Melena or hematochezia.
Hematemesis.
Hemoptysis or epistaxis.
Vaginal bleeding.
Surgery.
Predisposing Conditions
The following conditions can predispose to hemorrhage:
Anemia.
Hemoglobinopathies.
Thrombocytopenia.
Liver disease.
Any hemorrhagic diathesis, hemophilia, or DIC.
Neoplastic disease.
Peptic ulcer disease.
Alcoholism.
Atherosclerosis.
Sepsis.
Surgery.
Causes
Internal Hemorrhage
Pleural cavity hemorrhage: intrathoracic vessel trauma, leaking aortic aneurysm, aortic dissection, ruptured varices, fracture.

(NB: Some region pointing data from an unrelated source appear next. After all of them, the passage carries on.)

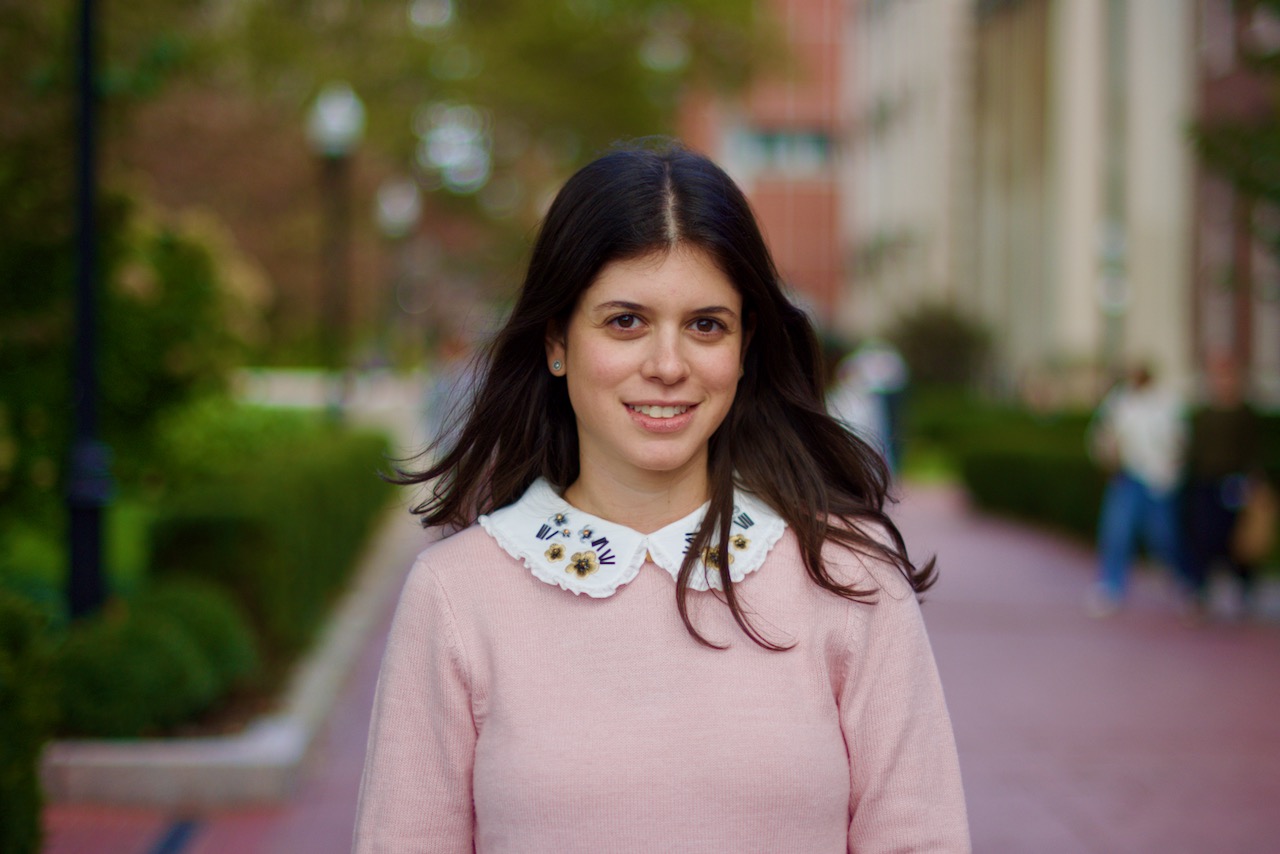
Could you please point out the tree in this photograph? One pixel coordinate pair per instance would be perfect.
(1244, 146)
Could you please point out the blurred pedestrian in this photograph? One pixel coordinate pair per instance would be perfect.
(452, 382)
(1138, 434)
(1224, 466)
(868, 394)
(854, 401)
(677, 617)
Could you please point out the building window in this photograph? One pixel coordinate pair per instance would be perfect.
(791, 154)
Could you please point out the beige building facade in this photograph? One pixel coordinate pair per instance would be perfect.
(1028, 161)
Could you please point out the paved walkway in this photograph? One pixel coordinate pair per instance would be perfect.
(1134, 734)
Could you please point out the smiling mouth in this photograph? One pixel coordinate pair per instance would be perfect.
(658, 411)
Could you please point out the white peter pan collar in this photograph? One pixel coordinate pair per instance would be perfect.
(584, 553)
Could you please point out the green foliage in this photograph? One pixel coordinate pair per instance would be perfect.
(277, 515)
(1013, 461)
(214, 622)
(941, 346)
(565, 77)
(1244, 147)
(27, 720)
(129, 672)
(1046, 485)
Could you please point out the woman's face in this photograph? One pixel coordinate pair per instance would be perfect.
(652, 355)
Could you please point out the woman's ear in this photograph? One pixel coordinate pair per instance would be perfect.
(554, 350)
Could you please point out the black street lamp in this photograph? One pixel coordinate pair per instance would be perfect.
(90, 483)
(334, 128)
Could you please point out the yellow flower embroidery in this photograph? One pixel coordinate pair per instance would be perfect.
(711, 557)
(583, 562)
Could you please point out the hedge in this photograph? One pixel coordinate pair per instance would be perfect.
(27, 720)
(280, 531)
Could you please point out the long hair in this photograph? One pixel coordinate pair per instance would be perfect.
(777, 441)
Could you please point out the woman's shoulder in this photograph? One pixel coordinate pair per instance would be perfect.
(458, 558)
(865, 565)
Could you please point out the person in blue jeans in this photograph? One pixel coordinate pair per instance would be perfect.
(1139, 434)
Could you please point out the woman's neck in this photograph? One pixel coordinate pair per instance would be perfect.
(641, 503)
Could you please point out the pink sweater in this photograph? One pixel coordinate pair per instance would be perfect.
(517, 717)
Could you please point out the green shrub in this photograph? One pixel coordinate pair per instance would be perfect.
(131, 672)
(27, 720)
(940, 345)
(1047, 485)
(214, 622)
(279, 530)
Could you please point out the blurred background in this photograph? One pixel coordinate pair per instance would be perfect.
(246, 246)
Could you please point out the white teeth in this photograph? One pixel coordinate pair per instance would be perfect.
(661, 411)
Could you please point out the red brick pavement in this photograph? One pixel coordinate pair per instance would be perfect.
(1133, 734)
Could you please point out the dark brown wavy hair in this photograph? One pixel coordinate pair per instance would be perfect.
(777, 441)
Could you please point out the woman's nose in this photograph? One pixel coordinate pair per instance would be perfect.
(666, 360)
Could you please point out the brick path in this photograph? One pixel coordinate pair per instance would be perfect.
(1133, 734)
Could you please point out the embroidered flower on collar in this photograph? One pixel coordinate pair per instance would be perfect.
(584, 563)
(711, 557)
(536, 530)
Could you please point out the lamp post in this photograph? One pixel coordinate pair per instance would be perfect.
(334, 128)
(90, 483)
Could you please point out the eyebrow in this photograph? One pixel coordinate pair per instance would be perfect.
(635, 306)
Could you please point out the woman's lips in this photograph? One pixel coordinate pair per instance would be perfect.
(657, 418)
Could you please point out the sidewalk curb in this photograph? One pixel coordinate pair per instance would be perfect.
(263, 763)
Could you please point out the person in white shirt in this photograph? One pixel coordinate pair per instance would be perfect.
(1139, 434)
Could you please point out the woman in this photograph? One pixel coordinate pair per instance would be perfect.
(652, 428)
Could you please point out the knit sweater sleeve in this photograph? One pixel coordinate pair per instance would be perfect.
(416, 789)
(905, 789)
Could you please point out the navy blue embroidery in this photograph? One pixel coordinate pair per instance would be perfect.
(603, 551)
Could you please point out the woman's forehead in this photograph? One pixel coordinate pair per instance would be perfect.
(682, 275)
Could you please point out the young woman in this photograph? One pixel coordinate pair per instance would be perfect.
(676, 617)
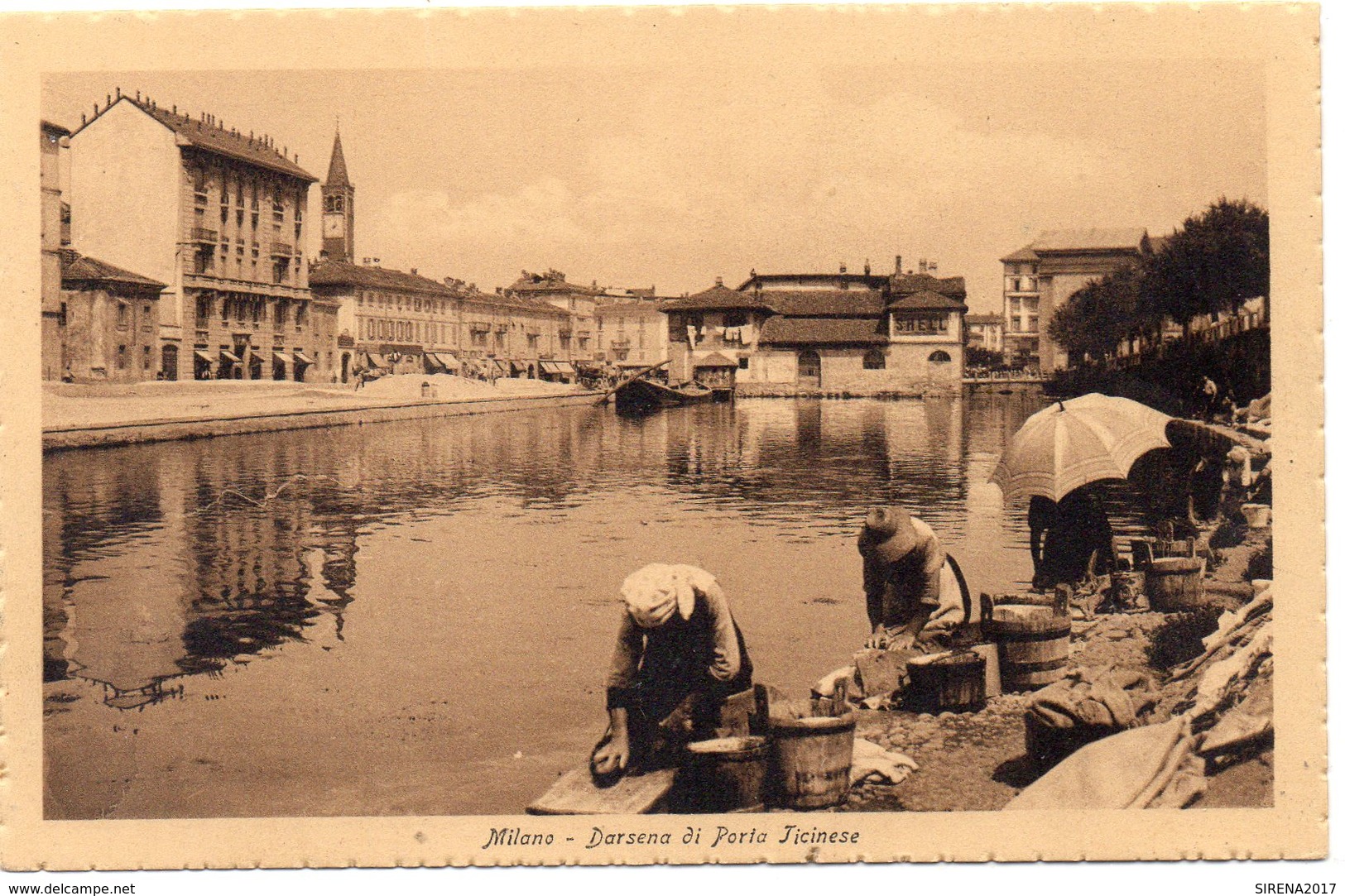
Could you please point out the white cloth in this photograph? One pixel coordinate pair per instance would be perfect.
(654, 592)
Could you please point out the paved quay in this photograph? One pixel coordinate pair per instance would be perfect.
(81, 416)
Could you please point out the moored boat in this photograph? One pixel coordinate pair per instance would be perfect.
(643, 395)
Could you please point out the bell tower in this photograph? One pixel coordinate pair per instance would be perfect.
(338, 208)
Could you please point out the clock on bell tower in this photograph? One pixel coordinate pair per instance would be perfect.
(338, 208)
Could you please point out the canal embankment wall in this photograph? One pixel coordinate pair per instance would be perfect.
(143, 431)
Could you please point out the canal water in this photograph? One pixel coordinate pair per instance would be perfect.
(416, 618)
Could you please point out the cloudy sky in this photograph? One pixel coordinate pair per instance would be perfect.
(718, 151)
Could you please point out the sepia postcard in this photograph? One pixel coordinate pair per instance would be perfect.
(598, 436)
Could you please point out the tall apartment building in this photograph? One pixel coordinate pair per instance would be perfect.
(401, 322)
(219, 215)
(577, 339)
(1045, 273)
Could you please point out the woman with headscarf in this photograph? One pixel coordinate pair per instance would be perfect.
(914, 590)
(678, 655)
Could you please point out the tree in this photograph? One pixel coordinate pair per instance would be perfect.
(1215, 262)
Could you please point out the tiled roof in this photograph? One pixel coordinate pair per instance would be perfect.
(1022, 255)
(925, 299)
(1093, 238)
(818, 303)
(871, 280)
(824, 331)
(720, 298)
(342, 273)
(910, 284)
(550, 281)
(518, 303)
(628, 309)
(213, 139)
(714, 359)
(75, 266)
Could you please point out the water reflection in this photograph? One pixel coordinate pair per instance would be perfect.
(172, 560)
(430, 599)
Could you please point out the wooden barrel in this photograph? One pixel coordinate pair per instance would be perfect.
(1033, 644)
(953, 681)
(728, 774)
(811, 760)
(1174, 584)
(1256, 515)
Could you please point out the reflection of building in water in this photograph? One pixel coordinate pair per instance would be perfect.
(112, 608)
(247, 591)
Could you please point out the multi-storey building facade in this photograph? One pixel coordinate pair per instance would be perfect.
(512, 335)
(215, 214)
(108, 322)
(389, 320)
(53, 362)
(100, 323)
(398, 322)
(631, 331)
(1045, 273)
(577, 342)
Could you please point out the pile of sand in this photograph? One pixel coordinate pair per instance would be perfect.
(447, 388)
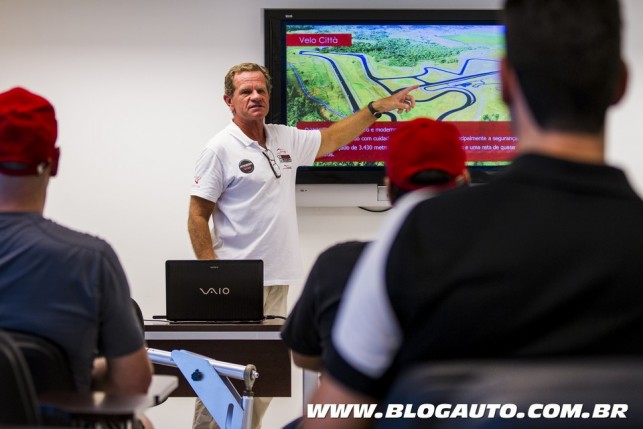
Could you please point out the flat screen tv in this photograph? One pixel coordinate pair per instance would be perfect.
(328, 63)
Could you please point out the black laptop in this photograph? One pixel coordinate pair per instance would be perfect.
(214, 291)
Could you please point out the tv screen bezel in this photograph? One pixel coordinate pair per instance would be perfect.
(275, 45)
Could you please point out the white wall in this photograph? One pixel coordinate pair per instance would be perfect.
(137, 86)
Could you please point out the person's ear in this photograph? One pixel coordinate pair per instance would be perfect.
(228, 101)
(621, 84)
(53, 170)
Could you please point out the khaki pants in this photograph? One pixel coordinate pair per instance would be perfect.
(275, 302)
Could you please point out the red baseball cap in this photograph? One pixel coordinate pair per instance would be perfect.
(424, 144)
(28, 132)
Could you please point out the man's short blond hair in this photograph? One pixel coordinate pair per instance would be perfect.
(245, 67)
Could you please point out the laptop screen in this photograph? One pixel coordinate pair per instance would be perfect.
(214, 290)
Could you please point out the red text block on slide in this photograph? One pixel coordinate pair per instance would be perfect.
(483, 142)
(302, 39)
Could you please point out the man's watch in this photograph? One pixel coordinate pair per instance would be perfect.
(373, 111)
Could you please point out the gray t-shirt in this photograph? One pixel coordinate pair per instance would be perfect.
(68, 287)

Peritoneal cavity hemorrhage: liver, spleen, or any artery trauma; abdominal aneurysm; tumor; arteritis; volvulus; strangulated ovarian cyst.
Retroperitoneal hemorrhage: tumor, trauma fracture, ectopic pregnancy; soft tissue extremity trauma, fracture, venipuncture; skin trauma, purpura.
Bladder hemorrhage: tumor, transurethral prostatectomy.
Cavity hemorrhage: complication of surgery.
External Hemorrhage
Gastrointestinal (GI) tract hemorrhage (associated with hematemesis): inflammatory gastritis, peptic ulcer disease (PUD), esophagitis, and tumor of esophagus, stomach.
Endotracheal hemorrhage: esophageal lacerations, foreign body ingestion, abdominal trauma.
Vascular hemorrhage: varices, aneurysms, mesenteric occlusion, and hematologic disease.
GI tract (associated with hematochezia): ulcerative colitis (inflammatory), shigellosis (infectious), amebiasis, tumor, vascular hemorrhoids, volvulus, mesenteric occlusion; Meckel’s diverticulum (congenital).